Catherine loved it most. She took it seriously in the way only children can. When she said the words, she believed them. When she pressed her palms together and closed her eyes, she felt something humming beneath her skin.
“Let’s make a spell.” Chloe suggested. “I’ll pretend I’ve lost my locket and we can make a spell to find it.”
Catherine was delighted. She insisted that magic must have rules. These weren’t the type of rules adults would make, but birthed from childish belief. “You must say the words exactly right. And no laughing. You have to mean it.” She said with all the seriousness a five year old could muster. Clara and Chloe were always laughing when they played pretend magic. Chloe giggled and rolled her eyes.
“You’re not paying attention.” Catherine said as she wrote out the spell to find the pretend locket. “It won’t work if you don’t pay attention.” She held the paper up. “All done.”
The girls looked at the terrible handwriting and misspelled words. “You read it to us.” Clara said. “Then we’ll repeat it.”
‘Object lost, we want to find.
We want this image in our mind.
Help us find the object we seek,
As we will so mote it be.’
They all repeated it three times and then walked around pretending to be led by magic to find the locket.
“It’s gone.” Chloe said. “My locket was right here, in my box.” She started looking more frantically, but it was gone.
After that Clara and Chloe stopped humoring her. The game made them nervous, they said.
The summer Chloe’s mom died, things began to change. By then, Clara and Chloe were nearly grown. Catherine was still a child, not yet ten, watching the world she knew fracture while pretending it was all part of the same game. The changes started small.

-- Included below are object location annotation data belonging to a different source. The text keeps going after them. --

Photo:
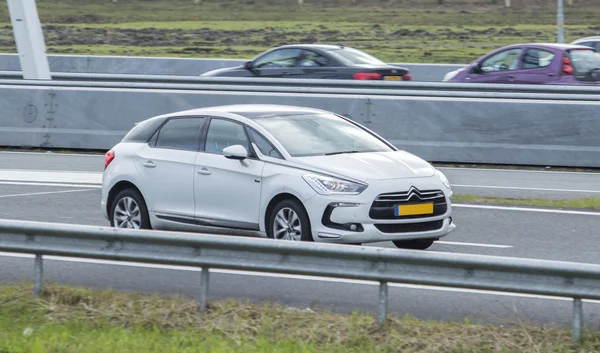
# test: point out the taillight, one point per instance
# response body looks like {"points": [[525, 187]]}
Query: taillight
{"points": [[108, 157], [367, 76], [567, 68]]}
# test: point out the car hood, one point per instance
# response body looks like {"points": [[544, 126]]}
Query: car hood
{"points": [[372, 165], [216, 72]]}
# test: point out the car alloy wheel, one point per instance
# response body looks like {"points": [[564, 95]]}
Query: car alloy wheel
{"points": [[129, 211], [289, 221], [127, 214], [287, 225]]}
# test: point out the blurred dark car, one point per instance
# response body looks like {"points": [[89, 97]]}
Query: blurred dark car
{"points": [[315, 61], [545, 63]]}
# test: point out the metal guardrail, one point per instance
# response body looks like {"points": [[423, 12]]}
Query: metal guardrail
{"points": [[550, 278], [296, 82], [179, 66], [310, 86]]}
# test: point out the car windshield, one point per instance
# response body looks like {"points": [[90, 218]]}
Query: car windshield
{"points": [[585, 60], [317, 134], [356, 57]]}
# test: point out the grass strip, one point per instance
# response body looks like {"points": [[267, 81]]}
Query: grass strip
{"points": [[67, 319], [397, 31], [591, 203]]}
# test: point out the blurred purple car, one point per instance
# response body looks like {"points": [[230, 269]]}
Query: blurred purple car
{"points": [[549, 64]]}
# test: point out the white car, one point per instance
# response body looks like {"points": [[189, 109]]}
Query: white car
{"points": [[293, 173]]}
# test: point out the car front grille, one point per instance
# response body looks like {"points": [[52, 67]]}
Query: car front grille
{"points": [[384, 205], [410, 227]]}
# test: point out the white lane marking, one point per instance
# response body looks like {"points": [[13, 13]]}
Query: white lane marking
{"points": [[95, 186], [524, 209], [474, 244], [53, 154], [285, 276], [519, 171], [524, 188], [41, 193], [54, 176]]}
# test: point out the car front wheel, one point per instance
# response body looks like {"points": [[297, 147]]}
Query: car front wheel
{"points": [[417, 244], [289, 221], [129, 211]]}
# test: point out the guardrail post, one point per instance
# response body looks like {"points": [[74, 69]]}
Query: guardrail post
{"points": [[382, 302], [577, 319], [38, 277], [204, 278]]}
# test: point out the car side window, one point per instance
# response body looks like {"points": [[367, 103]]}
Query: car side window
{"points": [[263, 144], [537, 58], [278, 58], [224, 133], [180, 134], [309, 58], [506, 60]]}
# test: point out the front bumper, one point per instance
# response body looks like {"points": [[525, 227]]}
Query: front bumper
{"points": [[347, 218]]}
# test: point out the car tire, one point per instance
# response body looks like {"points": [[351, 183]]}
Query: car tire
{"points": [[416, 244], [131, 204], [282, 225]]}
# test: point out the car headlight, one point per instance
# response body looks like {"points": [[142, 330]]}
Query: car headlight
{"points": [[443, 179], [329, 186]]}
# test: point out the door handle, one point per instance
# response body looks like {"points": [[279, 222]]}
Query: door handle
{"points": [[204, 171]]}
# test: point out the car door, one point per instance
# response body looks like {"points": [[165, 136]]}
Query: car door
{"points": [[538, 66], [166, 166], [312, 65], [227, 191], [278, 63], [497, 68]]}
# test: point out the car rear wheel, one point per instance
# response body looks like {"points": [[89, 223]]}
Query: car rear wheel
{"points": [[129, 210], [289, 221], [416, 244]]}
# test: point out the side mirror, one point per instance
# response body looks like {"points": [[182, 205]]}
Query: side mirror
{"points": [[238, 152]]}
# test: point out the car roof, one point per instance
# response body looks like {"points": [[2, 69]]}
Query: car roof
{"points": [[325, 47], [250, 111], [586, 39], [560, 46]]}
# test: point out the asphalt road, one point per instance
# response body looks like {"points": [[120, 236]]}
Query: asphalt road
{"points": [[505, 231], [481, 182]]}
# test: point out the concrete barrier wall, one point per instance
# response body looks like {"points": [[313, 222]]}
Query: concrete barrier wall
{"points": [[437, 129], [175, 66]]}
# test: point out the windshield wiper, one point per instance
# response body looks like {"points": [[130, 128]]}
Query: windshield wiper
{"points": [[341, 152]]}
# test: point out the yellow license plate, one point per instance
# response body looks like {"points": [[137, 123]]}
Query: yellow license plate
{"points": [[411, 210], [393, 78]]}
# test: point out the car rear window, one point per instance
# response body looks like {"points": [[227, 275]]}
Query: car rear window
{"points": [[352, 56], [143, 131], [584, 60]]}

Chloe’s missing locket reappearing on her dresser. A storm rolling in minutes after Catherine insisted it would. Clara dreamed of fire one night and woke to find ash smeared across the hearth, though no one had lit it.
“This isn’t funny anymore,” Clara said, pushing the journal away one afternoon.
Chloe nodded, her hands shaking. “We should put it back.”
Catherine frowned. “Why?”
Because Clara and Chloe were older, they felt the shift first, the sense that the game had rules they didn’t understand. That the pages weren’t waiting to be filled with imagination, but memory. Catherine only felt wonder. She loved the feel of the magic, the heat in her tingly palms.
After the funeral, the journal was gone.
“Where could it be?” Catherine asked, frantically. She pulled open drawers and looked on the bookshelves. “It couldn’t just leave.”
Chloe said in a relieved voice, “good riddance, if you ask me.”
Clara didn’t say anything, avoiding everyone’s eyes. She just felt relief. With the journal gone. Maybe life can go back to normal, she thought.
Magic still bubbled out of them though. A name Clara once joked about showed up in a letter she hadn’t expected. A promise Chloe had whispered in pretend anger came true in ways she couldn’t undo. Doors opened that should have stayed closed. Dreams pressed closer to waking. Catherine noticed everything and was in awe. The others noticed too. Things they couldn’t explain and they feared.
Years later, on a visit to her hometown, Catherine spoke of the magic, dull now. “This is what it was for,” she said once, her eyes bright with something that made the older girls uneasy. “We just didn’t finish the game.”
Clara turned away.
Chloe shut the door.
Neither of them spoke to Catherine again, because what Catherine called magic, they now recognized as inheritance.
And they were no longer children playing pretend.